# Could use an answer.



## wdbrand (May 24, 2007)

Got a recipe I intend on trying. One of the ingredients is a "packet of poultry/pork seasoning" which I ain't got a clue as to the size or even where it's located or what a packet is. Questions don't get any answer from grocery clerks. After reading the recipe below, do I need a packet or will other seasonings do as well?

http://www.crock-pot.com/recipe.aspx?storyId=156981


----------



## tomsurles (Jan 16, 2012)

http://frugalliving.about.com/od/condimentsandspices/r/Poultry_Season.htm or
http://www.mccormick.com/Spices-and-Flavors/Herbs-and-Spices/Spices/Poultry-Seasoning


----------



## AbuMike (Sep 3, 2007)

I would think just the seasoning would do....I have seen the packets in the Food Kitty here...


----------



## wdbrand (May 24, 2007)

Thanks all. I've seen the jars before but lacking any amount in the recipe, it would be guesswork or trial and error. I'll check food kitty again. That was where I was told they didn't really know. I sort of thought the spices listed would be world aplenty also, so might just go with that and eliminate one step. Will read the Mc label and see what the ingredients are also.


----------



## AbuMike (Sep 3, 2007)

wd I will look again this week. If ya can't find um I can pick up some for you and send your way.


----------



## wdbrand (May 24, 2007)

Thanks Mike, but we have kitty stores out the ying yang along with co-ops and such. I'll find it if for no other reason than to read the ingredients. My first thought is over doing a simple recipe. Appreciate the offer to send me some. I'll post up what's in it, how much it is size wise and send you a PM to make sure you see it, if you'd like. As well as tomsurles.
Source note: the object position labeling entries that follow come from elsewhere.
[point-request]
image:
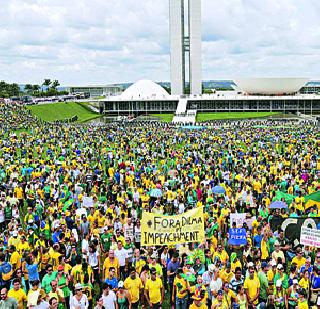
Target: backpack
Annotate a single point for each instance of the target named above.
(6, 271)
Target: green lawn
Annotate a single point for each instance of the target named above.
(61, 111)
(163, 117)
(202, 116)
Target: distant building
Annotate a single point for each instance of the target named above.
(95, 91)
(185, 45)
(312, 87)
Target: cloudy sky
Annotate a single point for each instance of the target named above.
(107, 41)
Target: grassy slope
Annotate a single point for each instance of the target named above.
(164, 117)
(60, 111)
(232, 115)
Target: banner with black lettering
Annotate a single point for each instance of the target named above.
(169, 230)
(292, 226)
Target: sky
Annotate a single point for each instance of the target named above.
(93, 42)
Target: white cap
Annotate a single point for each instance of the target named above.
(211, 268)
(78, 286)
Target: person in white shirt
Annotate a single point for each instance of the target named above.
(215, 284)
(79, 300)
(109, 298)
(122, 255)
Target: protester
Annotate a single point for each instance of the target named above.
(73, 199)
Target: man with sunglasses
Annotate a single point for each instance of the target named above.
(7, 302)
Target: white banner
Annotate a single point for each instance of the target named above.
(310, 237)
(239, 219)
(87, 201)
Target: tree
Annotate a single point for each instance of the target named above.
(47, 82)
(28, 88)
(55, 84)
(35, 87)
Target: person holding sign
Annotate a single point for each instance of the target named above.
(154, 291)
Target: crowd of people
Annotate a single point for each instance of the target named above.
(72, 198)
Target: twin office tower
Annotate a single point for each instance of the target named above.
(185, 45)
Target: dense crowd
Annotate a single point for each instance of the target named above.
(72, 198)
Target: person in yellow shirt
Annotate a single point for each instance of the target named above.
(154, 291)
(299, 259)
(226, 274)
(23, 245)
(252, 287)
(180, 289)
(134, 286)
(218, 303)
(110, 261)
(221, 255)
(18, 293)
(15, 258)
(14, 240)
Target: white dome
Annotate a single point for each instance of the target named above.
(270, 85)
(144, 89)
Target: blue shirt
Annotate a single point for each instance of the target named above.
(257, 240)
(113, 282)
(32, 272)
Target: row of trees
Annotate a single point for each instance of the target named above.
(9, 90)
(47, 88)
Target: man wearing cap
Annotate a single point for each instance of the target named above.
(14, 239)
(237, 279)
(134, 286)
(109, 297)
(154, 291)
(252, 287)
(7, 302)
(264, 283)
(277, 253)
(281, 275)
(180, 290)
(207, 277)
(226, 274)
(299, 259)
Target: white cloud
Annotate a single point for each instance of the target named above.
(105, 41)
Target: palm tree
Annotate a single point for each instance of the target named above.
(28, 88)
(55, 84)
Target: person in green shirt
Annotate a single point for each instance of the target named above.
(281, 275)
(264, 282)
(63, 284)
(48, 278)
(106, 239)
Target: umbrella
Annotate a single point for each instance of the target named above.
(218, 190)
(156, 193)
(278, 205)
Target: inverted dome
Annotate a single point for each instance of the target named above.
(144, 89)
(270, 85)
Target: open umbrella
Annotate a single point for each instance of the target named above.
(278, 205)
(218, 190)
(156, 193)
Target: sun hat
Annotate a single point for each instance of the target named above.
(78, 286)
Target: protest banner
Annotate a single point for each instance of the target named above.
(310, 237)
(237, 237)
(292, 226)
(169, 230)
(87, 201)
(241, 218)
I've been making a pork rub for years and I'll bet it has most of the same spices in it.


----------



## AbuMike (Sep 3, 2007)

wdbrand said:


> Thanks Mike, but we have kitty stores out the ying yang along with co-ops and such. I'll find it if for no other reason than to read the ingredients. My first thought is over doing a simple recipe. Appreciate the offer to send me some. I'll post up what's in it, how much it is size wise and send you a PM to make sure you see it, if you'd like. As well as tomsurles. I've been making a pork rub for years and I'll bet it has most of the same spices in it.


good deal..


----------



## Bobmac (Oct 11, 2008)

Hey Doug, check out the section in Wally World where you find the gravy mixes and such. There are small packages of chicken and pork seasoning there.


----------



## wdbrand (May 24, 2007)

Thanks Bob. Will do.


----------



## Vinnx (Nov 11, 2012)

I don't the packet of seasoning is going to be very important in that recipe... I'd probably just go with a packet of Goya Sazon seasoning.


----------



## wdbrand (May 24, 2007)

After cheching the spices in the recipe and the spices in the poultry/pork packet, I can't see the need for both. My rub contains just about everything in the packet and list. So ****can the packet. Will use the cola and follow the rest of the recipe to see if it's any better than how I've been cooking it. Will post results after the fact.


----------